Ya otros han tratado esta materia más ampliamente, por lo cual basta que al presente mencione como de pasada algunas cosas que vienen muy al caso para entender la suma y lo principal de este tratado. Además de las cosas que ya he tratado, la misma antigüedad de la Escritura es de gran importancia para inducirnos a darle credibilidad. Porque por mucho que los escritores griegos nos cuenten de la teología de los egipcios, sin embargo, no se hallará recuerdo alguno de ninguna religión que no sea muy posterior a Moisés. Además, Moisés no forja un nuevo Dios, sino solamente propone al pueblo de Israel lo mismo que ellos ya mucho tiempo antes, por antigua tradición, habían oído a sus antepasados del eterno Dios. Porque ¿qué otra cosa pretende sino llevarlos al pacto que hizo con Abraham? Si Él hubiera propuesto una cosa antes nunca oída, no hubiera tenido éxito alguno. Mas convenía que el libertarlos del cautiverio en que estaban fuese cosa muy conocida y corriente entre ellos, de tal manera que la sola mención de esto, levantase al momento su ánimo. Es también verosímil presumir que fueron advertidos del término de los cuatrocientos años. Consideremos pues, que si Moisés, el cual precedió en tanto tiempo a todos los demás escritores, toma, sin embargo, el origen y fuente de su doctrina tan arriba; ¡cuánta ventaja no sacará la Sagrada Escritura en antigüedad a todos los demás escritos!

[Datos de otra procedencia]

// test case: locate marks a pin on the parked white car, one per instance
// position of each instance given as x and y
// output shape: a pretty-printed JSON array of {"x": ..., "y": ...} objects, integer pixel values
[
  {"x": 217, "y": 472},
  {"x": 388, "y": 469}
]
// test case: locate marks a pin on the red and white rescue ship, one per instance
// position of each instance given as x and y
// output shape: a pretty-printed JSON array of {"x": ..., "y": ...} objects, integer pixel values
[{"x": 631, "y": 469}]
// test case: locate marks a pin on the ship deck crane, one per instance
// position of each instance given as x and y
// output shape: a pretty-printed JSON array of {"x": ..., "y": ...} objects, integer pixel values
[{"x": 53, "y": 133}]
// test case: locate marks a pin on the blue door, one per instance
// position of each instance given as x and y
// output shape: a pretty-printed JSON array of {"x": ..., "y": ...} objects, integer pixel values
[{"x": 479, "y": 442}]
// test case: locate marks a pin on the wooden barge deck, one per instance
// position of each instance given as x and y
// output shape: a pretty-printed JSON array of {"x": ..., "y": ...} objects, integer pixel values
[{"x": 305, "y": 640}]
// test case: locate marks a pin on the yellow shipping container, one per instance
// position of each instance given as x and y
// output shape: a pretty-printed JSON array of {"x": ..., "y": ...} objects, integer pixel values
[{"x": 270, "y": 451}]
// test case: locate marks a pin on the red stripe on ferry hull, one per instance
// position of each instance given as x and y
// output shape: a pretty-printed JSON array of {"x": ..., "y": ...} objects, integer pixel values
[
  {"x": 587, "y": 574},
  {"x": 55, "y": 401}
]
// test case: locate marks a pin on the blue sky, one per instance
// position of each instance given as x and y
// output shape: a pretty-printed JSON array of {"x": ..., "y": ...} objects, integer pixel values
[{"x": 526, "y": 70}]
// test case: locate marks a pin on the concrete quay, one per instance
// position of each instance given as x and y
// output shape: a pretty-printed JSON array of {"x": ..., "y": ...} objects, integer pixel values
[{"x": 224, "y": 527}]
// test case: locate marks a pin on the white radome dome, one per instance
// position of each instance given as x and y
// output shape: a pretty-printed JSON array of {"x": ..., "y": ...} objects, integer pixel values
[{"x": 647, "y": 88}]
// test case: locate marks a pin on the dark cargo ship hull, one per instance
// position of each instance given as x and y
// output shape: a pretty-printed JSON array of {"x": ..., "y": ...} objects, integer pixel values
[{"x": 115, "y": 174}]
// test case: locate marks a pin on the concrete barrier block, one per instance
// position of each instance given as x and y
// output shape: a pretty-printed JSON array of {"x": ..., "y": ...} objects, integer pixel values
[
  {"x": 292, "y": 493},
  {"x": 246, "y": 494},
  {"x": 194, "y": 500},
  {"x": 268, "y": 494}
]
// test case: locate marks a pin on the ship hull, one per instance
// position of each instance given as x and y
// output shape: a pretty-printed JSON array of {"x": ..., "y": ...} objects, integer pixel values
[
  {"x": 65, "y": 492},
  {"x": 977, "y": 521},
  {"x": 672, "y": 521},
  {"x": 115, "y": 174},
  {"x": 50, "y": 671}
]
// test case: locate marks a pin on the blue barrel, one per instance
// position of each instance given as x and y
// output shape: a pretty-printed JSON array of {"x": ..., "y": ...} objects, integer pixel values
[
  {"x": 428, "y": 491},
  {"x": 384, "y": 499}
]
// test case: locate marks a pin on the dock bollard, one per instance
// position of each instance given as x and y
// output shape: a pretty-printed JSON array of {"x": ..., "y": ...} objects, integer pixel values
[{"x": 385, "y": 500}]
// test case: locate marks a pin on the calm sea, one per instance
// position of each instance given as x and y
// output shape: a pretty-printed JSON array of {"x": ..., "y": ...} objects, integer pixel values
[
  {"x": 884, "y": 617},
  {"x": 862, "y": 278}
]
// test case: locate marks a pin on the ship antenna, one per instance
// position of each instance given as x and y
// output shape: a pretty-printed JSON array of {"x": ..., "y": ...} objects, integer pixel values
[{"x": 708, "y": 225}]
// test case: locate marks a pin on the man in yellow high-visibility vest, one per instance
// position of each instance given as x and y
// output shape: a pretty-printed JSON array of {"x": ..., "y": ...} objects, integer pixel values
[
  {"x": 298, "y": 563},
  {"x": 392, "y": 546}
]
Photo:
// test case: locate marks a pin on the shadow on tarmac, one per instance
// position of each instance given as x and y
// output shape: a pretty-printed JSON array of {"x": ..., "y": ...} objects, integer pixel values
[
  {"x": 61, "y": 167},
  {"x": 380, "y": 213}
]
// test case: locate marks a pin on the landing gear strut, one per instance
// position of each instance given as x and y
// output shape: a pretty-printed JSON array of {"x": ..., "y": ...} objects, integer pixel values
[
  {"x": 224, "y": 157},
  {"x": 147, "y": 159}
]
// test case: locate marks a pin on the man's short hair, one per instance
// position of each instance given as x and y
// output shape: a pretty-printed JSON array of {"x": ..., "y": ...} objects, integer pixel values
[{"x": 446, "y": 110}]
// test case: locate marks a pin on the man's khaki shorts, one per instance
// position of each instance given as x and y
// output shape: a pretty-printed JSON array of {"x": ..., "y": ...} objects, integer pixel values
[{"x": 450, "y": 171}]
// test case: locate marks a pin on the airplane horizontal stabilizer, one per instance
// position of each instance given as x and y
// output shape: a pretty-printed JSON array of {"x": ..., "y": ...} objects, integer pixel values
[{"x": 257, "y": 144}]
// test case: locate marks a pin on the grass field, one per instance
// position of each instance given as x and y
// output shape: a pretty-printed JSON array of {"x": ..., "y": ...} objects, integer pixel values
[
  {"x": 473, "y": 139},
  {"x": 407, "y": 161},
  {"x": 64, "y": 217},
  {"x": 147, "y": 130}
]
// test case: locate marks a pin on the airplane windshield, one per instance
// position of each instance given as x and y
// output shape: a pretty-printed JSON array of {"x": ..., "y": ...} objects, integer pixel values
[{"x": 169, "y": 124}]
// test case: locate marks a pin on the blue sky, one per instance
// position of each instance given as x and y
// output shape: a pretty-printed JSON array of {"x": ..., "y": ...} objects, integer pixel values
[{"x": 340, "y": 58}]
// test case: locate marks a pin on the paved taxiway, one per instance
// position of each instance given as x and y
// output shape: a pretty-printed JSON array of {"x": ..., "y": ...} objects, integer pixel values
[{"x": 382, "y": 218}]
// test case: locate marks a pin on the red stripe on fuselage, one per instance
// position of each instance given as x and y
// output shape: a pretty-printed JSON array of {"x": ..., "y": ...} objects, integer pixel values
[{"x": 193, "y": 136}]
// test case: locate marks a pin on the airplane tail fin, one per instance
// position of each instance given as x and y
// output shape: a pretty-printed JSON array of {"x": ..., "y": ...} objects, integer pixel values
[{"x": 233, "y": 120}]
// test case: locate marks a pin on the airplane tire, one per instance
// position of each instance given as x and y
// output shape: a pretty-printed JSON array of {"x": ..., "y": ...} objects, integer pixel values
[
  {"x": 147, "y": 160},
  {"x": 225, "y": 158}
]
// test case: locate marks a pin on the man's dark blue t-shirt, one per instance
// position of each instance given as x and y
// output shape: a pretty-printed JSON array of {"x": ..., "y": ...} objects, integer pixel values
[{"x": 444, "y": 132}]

A no ser que fuésemos tan necios que diésemos crédito a los egipcios, los cuales alargan su antigüedad hasta seis mil años antes de la creación del mundo; pero entonces, puesto que de todo cuanto ellos se glorían se han burlado los mismos gentiles y no han hecho caso de ellos, no tengo por qué tomarme el trabajo de refutarlos. Josefo, escribiendo contra Apión, alega testimonios admirables, tomados de escritores antiquísimos, por los cuales fácilmente se ve que todas las naciones estuvieron de acuerdo en que la doctrina de la Ley había sido célebre mucho tiempo antes, aunque fuera leída pero no bien entendida. Del resto, por lo demás, a fin de que los escrupulosos no tuviesen cosa alguna de qué sospechar, ni los perversos ocasión de objetar sutilezas, proveyó Dios a ambas cosas con muy buenos remedios.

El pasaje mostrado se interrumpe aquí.